Teachers continue to face rising pressures from government-imposed rules and regulations, economic cutbacks, state mandated tests and curriculums such as the “No Child Left Behind” Act and parents who want their children to succeed in spite of it all.  In addition, there is a continual lack of funding for special education teachers, leaving responsibility for implementing individualized special education plans on the backs of teachers who were not trained as special education teachers in the first place.  To make matters worse, some parents can be hostile and critical if teachers do not give their children stellar grades, and aren’t afraid to complain to the principal or the school board if they think their children are being slighted somehow.  Given these difficulties, teachers can quickly become jaded and cynical and lose motivation.

 

There are many things parents can do to help motivate their children’s teachers.  Parents who are involved in their children’s education are a teacher’s greatest resource.

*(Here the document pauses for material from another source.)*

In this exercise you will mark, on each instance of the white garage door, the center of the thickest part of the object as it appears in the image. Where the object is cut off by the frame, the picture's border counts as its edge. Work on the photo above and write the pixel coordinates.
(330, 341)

Parents can provide invaluable insight into their children’s behavior and can reinforce the educational goals being set in class.  Making sure that your child does his or her homework and turns it in on time sends a message to the teacher that you care about your child’s academic progress.  Helping your child prepare for tests, follow school rules and always being on time for school send the same message.

 

A teacher who enjoys the cooperation of the parents of his or her students benefits greatly from their participation.  This, in turn, motivates the teacher to work hard to ensure the academic success of her students.  As one teacher told a group of parents, “I promise not to believe half of what your child says happens at home if you promise not to believe half of what your child says happens at school!”

 

In addition, parents can volunteer to assist in school activities.  Teachers are sometimes overwhelmed with responsibilities in the classroom and are then expected to supervise school parties and field trips.  Offering to accompany your child’s class to these events  tells the teacher that you support them and their goal of educating your child and offers them real support and encouragement.

 

We all need a little appreciation now and then.  Sometimes the one thing a teacher wants to hear is a simple “thank you.”  Teachers have made great sacrifices in order to enter the classroom and work hard to help their students achieve.  Faced with constant budget cuts, many teachers purchase school supplies from their own money.  A sincere thank you from a parent, in the form of a “thank you” note, is another thing parents can do to motivate teachers.  Teachers hear lots of criticism from angry  parents and community members.  A compliment or two can go a long way towards encouraging teachers and reinforcing their desire to help their students succeed.

 

Therefore, the best motivator of your child’s teacher is to let him or her know that you appreciate the hard work they are doing, that you support your child’s teacher in her efforts to teach your child, and to communicate with the teacher on a regular basis, letting him know that you are as interested in your child’s education as they are.